Abstract We report on the results of measurements of proton irradiation on a series of targets at Brookhaven National Laboratory's (BNL) Alternate Gradient Synchrotron Facility (AGS), in collaboration with Los Alamos National Laboratory (LANL) and Sandia National Laboratories (SNL). We examined the prompt radiation environment in the tunnel for the Defense Threat Reduction Agency (DTRA) sponsored series (E-972), which investigated the penetration of air and subsequent target interaction of 4 GeV proton pulses. Measurements were made by means of an organic scintillator with a 500 MHz bandwidth system. We found that irradiation of a depleted uranium (DU) target resulted in a large gamma-ray signal in the 100–500 μs time region after the proton flash when DU was surrounded by polyethylene, but little signal was generated if it was surrounded by boron-loaded polyethylene.
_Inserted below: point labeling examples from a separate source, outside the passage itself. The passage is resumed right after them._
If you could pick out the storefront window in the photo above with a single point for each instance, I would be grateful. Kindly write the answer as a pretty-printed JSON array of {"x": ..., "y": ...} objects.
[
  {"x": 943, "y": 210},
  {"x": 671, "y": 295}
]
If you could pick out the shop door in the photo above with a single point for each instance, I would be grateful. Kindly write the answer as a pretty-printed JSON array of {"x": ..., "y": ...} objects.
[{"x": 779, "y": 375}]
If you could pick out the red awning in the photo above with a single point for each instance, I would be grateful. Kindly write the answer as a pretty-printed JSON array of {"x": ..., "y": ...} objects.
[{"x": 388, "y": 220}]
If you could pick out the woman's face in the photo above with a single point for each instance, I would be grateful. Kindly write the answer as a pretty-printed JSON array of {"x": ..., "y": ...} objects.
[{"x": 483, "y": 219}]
Subsequent Monte Carlo (MCNPX) calculations indicated that the source of the signal was consistent with thermal neutron capture in DU. The MCNPX calculations also indicated that if one were to perform the same experiment with highly enriched uranium (HEU) target there would be a distinctive fast neutron yield in this 100–500 μs time region from thermal neutron-induced fission. The fast neutrons can be recorded by the same direct current system and differentiated from gamma-ray pulses in organic scintillator by pulse shape discrimination.